Mineralocorticoid (MR) and glucocorticoid receptors (GR) are abundantly expressed in the limbic brain and mediate cortisol effects on the stress-response and behavioral adaptation. Dysregulation of the stress response impairs adaptation and is a risk factor for depression, which is twice as abundant in women than in men. Because of the importance of MR for appraisal processes underlying the initial phase of the stress response we investigated whether specific MR haplotypes were associated with personality traits that predict the risk of depression. We discovered a common gene variant (haplotype 2, frequency ∼0.38) resulting in enhanced MR activity. Haplotype 2 was associated with heightened dispositional optimism in study 1 and with less hopelessness and rumination in study 2. Using data from a large genome-wide association study we then established that haplotype 2 was associated with a lower risk of depression. Interestingly, all effects were restricted to women. We propose that common functional MR haplotypes are important determinants of inter-individual variability in resilience to depression in women by differentially mediating cortisol effects on the stress system.

Figure 1

(a) Schematic overview of the human mineralocorticoid receptor (MR) gene with its respective 5′ haplotypes and haplotype frequencies. Three haplotypes along a stretch of 4 kb of the 5′ untranslated region were identified based on the genotypes of 50 anonymous DNA samples and include eight single-nucleotide polymorphisms (SNPs). The positioning and relation with the -2G/C (rs2070951) and I180 V (rs5522, control SNPs in grey) SNPs are indicated, which tag these three most common haplotypes. The haplotypes are not linked to common SNPs more 3′ in the MR gene sequence, as a recombination hotspot exists in intron 2 (asterisk). (b) Mean activity (±s.e.m., N=6) of the human MR promoter region associated with haplotype 1, 2 or 3. The figure shows representative results (of three independent experiments with two distinct sets of plasmid isolates) on the comparison of promoter activities associated with haplotype 1–3 relative to the activity of the pGL3-Basic plasmid, which activity was set to 1 (data not shown). Activities differed significantly between the three MR plasmids (F(2,15)=27.98; P<0.001). Data are firefly luminescent signals divided by the Renilla luminescent signals, hereby controlling for cell death and variability in transfection efficiency. ^*P<0.05; ^**P<0.01; ^***P<0.001. Abbreviations: P1, promoter 1; P2, promoter 2; UTR, untranslated region.

Figure 2

Results of study 1, showing crude mean scores (±s.e.m.) for dispositional optimism according to three 5′ mineralocorticoid receptor (MR) haplotypes in women.

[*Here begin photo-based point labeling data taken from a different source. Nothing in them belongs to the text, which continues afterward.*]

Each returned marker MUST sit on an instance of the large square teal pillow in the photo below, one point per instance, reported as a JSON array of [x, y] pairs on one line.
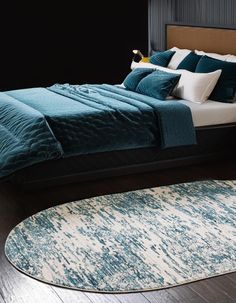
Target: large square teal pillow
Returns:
[[158, 84], [190, 62], [225, 88], [135, 76], [161, 58]]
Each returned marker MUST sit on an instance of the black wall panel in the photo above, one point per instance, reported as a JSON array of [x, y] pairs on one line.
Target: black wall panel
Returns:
[[196, 12], [46, 42]]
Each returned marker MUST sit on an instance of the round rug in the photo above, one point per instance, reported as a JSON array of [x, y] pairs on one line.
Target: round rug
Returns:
[[134, 241]]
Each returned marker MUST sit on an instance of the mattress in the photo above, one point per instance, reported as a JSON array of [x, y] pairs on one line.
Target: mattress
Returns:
[[211, 112]]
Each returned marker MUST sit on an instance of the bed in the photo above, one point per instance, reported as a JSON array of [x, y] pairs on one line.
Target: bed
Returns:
[[134, 150]]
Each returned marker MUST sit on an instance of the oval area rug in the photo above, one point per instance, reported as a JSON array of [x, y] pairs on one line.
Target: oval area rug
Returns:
[[134, 241]]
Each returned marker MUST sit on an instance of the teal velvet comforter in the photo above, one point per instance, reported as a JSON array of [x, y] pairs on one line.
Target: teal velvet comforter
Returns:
[[40, 124]]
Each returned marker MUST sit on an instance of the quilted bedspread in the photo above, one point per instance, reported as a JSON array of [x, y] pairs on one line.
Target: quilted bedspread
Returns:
[[40, 124]]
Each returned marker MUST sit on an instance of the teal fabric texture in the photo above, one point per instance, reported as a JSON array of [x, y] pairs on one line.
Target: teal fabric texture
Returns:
[[40, 124], [225, 88], [190, 62], [158, 84], [162, 58], [135, 76], [140, 240]]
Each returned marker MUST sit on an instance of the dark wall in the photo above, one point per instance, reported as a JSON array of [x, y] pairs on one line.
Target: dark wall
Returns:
[[47, 42], [198, 12]]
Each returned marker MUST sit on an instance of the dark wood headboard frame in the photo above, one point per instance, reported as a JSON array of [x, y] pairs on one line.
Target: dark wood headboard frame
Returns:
[[209, 39]]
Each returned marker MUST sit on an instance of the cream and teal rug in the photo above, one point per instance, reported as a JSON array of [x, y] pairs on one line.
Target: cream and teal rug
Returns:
[[134, 241]]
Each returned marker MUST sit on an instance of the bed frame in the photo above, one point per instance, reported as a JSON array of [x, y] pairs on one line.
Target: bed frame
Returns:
[[215, 143]]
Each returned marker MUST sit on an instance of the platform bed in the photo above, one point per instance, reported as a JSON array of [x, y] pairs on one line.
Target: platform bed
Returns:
[[215, 143]]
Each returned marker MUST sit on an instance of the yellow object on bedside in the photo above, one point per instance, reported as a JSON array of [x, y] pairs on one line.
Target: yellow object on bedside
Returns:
[[145, 59]]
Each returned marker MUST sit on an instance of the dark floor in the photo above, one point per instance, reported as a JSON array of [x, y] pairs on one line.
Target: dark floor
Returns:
[[16, 206]]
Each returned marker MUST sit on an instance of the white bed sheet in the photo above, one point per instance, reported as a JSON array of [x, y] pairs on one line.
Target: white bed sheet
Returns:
[[211, 112]]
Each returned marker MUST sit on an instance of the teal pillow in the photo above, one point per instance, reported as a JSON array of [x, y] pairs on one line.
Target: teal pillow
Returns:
[[161, 58], [158, 84], [225, 88], [135, 76], [190, 62]]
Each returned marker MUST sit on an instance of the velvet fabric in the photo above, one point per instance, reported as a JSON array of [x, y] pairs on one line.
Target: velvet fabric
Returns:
[[39, 124]]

Dispositional optimism scores increased 1.7 per haplotype 2 allele (on a range of 0 to 20) only in women (explained variance=7%) and not in men (Supplementary Table 7). To determine the effect of two haplotype 2- or 3-alleles, the effect calculated for one allele can be multiplied by 2. P-values represent adjusted comparison of haplotype 2 to the reference (haplotype 1 carriers) with linear regression. Note the breaks in the y axis.

Figure 3

(a, b) Results of study 2, showing crude mean scores (±s.e.m.) for cognitive reactivity according to three 5′ MR haplotypes in women. Hopelessness (a) scores decreased 1.1-fold per haplotype 2 allele (on a range of 0 to 20), only in women (explained variance=4%) but not in men (Supplementary Table 7). In addition, rumination (b) scores were lower only in the female haplotype 2 carriers, with a 2.1-fold reduction per haplotype 2 allele (on a range of 0 to 24; explained variance=11%). To determine the effect of two haplotype 2- or 3-alleles, the effect calculated for one allele can be multiplied by 2. P-values represent adjusted comparison of haplotype 2 to the reference (haplotype 1 carriers) with linear regression. Note the breaks in the y axis. ^* Statistical test based on transformed data. (c) Percentage of female students reporting a diagnosis for depression according to the number of haplotypes 2 (odds ratio=0.40; 95% confidence interval=0.16–0.95; P=0.04). For statistical test results see also Supplementary Table 8a.

Figure 4

Results of study 3, showing the percentage of women diagnosed with major depressive disorder (MDD) according to the number of haplotypes 2. Results are presented for the total group of women (a) (odds ratio=0.85; 95% confidence interval=0.72–1.02; P=0.08), for the women aged ⩽51 years (odds ratio=0.75; 95% confidence interval=0.60–0.93; P=0.009) (b), or for the women aged ⩽41 years (odds ratio=0.66; 95% confidence interval=0.52–0.86; P=0.002) (c). MDD cases were mainly from the Netherlands Study of Depression and Anxiety cohort (NESDA), healthy controls were mainly from the Netherlands Twin Registry (NTR). For statistical test results see Supplementary Table 8b.